Os 5 melhores filmes de Quentin Tarantino


Quentin Tarantino
O tempo voa! Há uns 20 anos, um jovem sonhador batalhava por um lugar ao sol na competitiva meca cinematográfica de Hollywood. O seu roteiro de Amor à Queima Roupa seria filmado por Tony Scott e ele engatilhava uma produção independente que seria sensação cult. Não demoraria até que o seu imenso talento, diálogos inteligentes, violência intensa e o conhecimento enciclopédico da arte o tornassem o expoente do mercado independente. Folclórico, influente e merecidamente idolatrado, Quentin Tarantino completa hoje, 27 de março, 50 anos, e embora o seu currículo seja seletivo e curto, dá para espremer um top 5, com uma maravilha atrás da outra.

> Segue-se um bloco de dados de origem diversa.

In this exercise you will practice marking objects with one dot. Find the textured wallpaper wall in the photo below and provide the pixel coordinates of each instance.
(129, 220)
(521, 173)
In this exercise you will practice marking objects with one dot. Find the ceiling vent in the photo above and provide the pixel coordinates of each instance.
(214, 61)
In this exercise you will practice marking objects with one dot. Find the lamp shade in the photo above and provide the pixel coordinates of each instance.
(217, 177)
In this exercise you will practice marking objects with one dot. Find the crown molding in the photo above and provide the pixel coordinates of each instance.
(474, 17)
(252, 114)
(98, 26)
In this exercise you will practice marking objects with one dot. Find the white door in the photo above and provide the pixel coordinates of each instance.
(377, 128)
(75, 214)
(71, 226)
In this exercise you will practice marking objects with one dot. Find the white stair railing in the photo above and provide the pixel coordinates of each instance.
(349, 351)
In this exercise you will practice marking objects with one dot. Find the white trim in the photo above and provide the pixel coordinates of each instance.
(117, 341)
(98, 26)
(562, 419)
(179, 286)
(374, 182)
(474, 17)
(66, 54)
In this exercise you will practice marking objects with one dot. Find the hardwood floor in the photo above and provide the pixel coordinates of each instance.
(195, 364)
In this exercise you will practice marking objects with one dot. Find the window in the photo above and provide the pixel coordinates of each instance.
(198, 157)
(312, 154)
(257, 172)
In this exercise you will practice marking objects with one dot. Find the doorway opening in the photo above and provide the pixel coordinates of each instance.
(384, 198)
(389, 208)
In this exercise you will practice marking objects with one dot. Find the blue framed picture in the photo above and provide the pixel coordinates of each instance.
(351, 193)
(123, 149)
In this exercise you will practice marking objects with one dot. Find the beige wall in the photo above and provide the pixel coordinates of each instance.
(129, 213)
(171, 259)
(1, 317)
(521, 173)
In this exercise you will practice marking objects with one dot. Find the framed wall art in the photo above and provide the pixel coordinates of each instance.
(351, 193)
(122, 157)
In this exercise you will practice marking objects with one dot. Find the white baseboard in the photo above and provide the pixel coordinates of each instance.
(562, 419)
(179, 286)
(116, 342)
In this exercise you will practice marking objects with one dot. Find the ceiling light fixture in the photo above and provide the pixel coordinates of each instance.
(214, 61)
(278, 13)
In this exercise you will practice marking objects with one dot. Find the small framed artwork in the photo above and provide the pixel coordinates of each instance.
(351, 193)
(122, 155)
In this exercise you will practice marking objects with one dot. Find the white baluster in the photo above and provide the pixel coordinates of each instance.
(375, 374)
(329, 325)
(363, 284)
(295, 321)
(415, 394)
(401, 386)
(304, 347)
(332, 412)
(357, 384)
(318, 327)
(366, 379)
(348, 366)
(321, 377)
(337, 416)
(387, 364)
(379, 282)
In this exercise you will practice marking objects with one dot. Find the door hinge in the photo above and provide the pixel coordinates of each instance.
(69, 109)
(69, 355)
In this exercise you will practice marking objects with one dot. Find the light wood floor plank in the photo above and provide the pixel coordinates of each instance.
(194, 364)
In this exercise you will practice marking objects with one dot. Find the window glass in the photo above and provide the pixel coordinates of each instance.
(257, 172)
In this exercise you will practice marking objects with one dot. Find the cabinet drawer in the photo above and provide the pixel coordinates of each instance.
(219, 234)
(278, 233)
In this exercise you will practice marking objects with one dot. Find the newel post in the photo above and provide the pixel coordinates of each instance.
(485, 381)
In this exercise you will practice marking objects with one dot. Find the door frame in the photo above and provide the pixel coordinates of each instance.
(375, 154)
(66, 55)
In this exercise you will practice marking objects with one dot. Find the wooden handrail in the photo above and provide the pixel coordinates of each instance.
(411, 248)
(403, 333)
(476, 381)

5. Kill Bill: Volume 2 (2004):  incluo-me no grupo dos que criticaram Tarantino por dividir em duas partes o épico de vingança d’A Noiva, imortalizada por Uma Thurman, contra o bando de assassinos que tentaram assassiná-la no dia do seu casamento. Hoje,  mordo a língua! Distinto em tom e ritmo do frenético volume anterior, sobre o qual comento a seguir, este desfecho é reflexivo e confia na força da narrativa, mas sem abandonar as empolgantes lutas que marcaram o antecessor. E duvido se você não imitiu Elle Driver e saiu assobiando do cinema.
4. Cães de Aluguel (1992): ah, se todos os diretores novatos tivessem pulso firme e inteligentes decisões como Tarantino em seu primeiro trabalho de destaque. Aqui, o roubo graúdo de uma joalheria tem consequências nefastas com as quais um bando de ladrões batizados por cores deve lidar. Como um típico filme de Tarantino, espere um banho de sangue, diálogos pop e aparentemente fúteis, a não-linearidade da narrativa e um desfecho explosivo.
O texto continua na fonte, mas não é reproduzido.